Part the second: Again this has to do with this particular readathon. Let me make clear I’m not disparaging it. Part of why Tome Topple excited me was because I wanted to read the longer books on my shelves. It seemed like the perfect excuse to finally do it, to refuse to have any weird fear about it. But I wasn’t taking into account how I read larger books.
I get as far in as I feel like at that time, and if I hit that wall, I pick up something shorter in between. It’s not that I lack an attention span or the book is bad. It’s simply a habit I’ve gotten into that keeps me from feeling bogged down when reading such a long book. I felt like I couldn’t do that here. 500+ page books only. But at some point, if I keep picking up books that are 500+ pages, nothing gets finished. The result is I start to feel stuck. What I need to do is pick up longer books more often and read them however I like, not feel beholden to a readathon to accomplish that.
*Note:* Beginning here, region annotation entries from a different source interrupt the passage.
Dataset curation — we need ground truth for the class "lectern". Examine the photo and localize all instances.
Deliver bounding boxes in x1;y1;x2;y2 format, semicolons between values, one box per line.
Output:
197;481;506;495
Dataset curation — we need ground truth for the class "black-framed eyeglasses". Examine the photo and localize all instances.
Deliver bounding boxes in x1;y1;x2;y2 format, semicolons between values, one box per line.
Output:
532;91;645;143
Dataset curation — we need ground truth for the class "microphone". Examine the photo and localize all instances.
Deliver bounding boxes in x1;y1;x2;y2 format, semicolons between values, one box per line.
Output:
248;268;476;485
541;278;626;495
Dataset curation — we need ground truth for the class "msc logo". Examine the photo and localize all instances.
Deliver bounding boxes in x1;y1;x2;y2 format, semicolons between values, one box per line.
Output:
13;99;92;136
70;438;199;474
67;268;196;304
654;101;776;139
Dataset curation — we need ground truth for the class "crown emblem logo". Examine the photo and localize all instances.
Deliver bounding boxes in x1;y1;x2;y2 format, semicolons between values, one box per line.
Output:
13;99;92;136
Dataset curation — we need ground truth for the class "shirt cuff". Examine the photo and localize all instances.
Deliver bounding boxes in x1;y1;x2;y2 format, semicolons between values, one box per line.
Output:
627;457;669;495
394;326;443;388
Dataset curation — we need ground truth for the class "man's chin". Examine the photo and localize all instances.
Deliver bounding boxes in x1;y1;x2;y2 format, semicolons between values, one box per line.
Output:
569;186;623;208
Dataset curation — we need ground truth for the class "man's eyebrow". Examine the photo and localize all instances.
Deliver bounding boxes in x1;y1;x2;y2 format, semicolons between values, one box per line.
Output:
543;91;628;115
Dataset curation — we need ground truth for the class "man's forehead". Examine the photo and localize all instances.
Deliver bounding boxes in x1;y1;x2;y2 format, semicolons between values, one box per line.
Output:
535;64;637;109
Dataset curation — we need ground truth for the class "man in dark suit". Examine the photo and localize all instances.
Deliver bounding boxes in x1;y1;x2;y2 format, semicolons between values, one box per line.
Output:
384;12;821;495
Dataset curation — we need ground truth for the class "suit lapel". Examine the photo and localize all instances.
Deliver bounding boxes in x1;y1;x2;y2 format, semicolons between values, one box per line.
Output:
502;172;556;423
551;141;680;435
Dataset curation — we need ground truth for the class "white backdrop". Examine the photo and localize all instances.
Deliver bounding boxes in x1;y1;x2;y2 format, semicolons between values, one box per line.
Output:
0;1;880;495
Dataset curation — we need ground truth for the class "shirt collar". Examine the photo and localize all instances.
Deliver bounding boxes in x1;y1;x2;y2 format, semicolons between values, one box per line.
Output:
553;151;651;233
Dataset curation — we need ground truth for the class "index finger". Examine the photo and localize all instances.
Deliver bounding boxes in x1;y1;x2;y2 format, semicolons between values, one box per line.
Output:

Part the third: Shit happens. Forgive my foul language, but never did a phrase ring more true to me than right now. Toward the end of the readathon, my mother had an eye appointment. She’d been having trouble with her eyes, but we figured it would be okay. It turned out to be serious, so things got stressful, and I had to drive her to a specialist a half hour away and so on. Now don’t worry! Her doctors are amazing, they’ve seen this a million times, and she’s already started her treatment. It’s going to be fine, and we’re both very relieved. I’m simply pointing out how unexpected stress can kill a readathon faster than you can say [insert tongue twister here]. Rest assured I didn’t feel like reading at all, much less pushing myself to finish a really long book.
Part the fourth: Was it a failure though? She asked in a very high-pitched, incredulous voice. Because I managed 500 out of 678 pages of The Blood of Roses during the readathon. I got 250 pages into The War of the Flowers before setting it aside. That’s incredible headway. Cumulatively, that’s 750 pages. Which is the size of a tome, all right. I didn’t do half bad. I just wish I had finished something during the time allotted. I did finish The Blood of Roses after the readathon was over, so it wasn’t all pure frustration. I just wish I was more disciplined about these things.
I definitely learned a lot about my reading habits, how quickly your schedule can change, and how I want to balance my reading in the future. I’m also not going to give up on readathons. If one catches my fancy, I’ll still give it a try. Thanks for reading, and as always, happy geeking!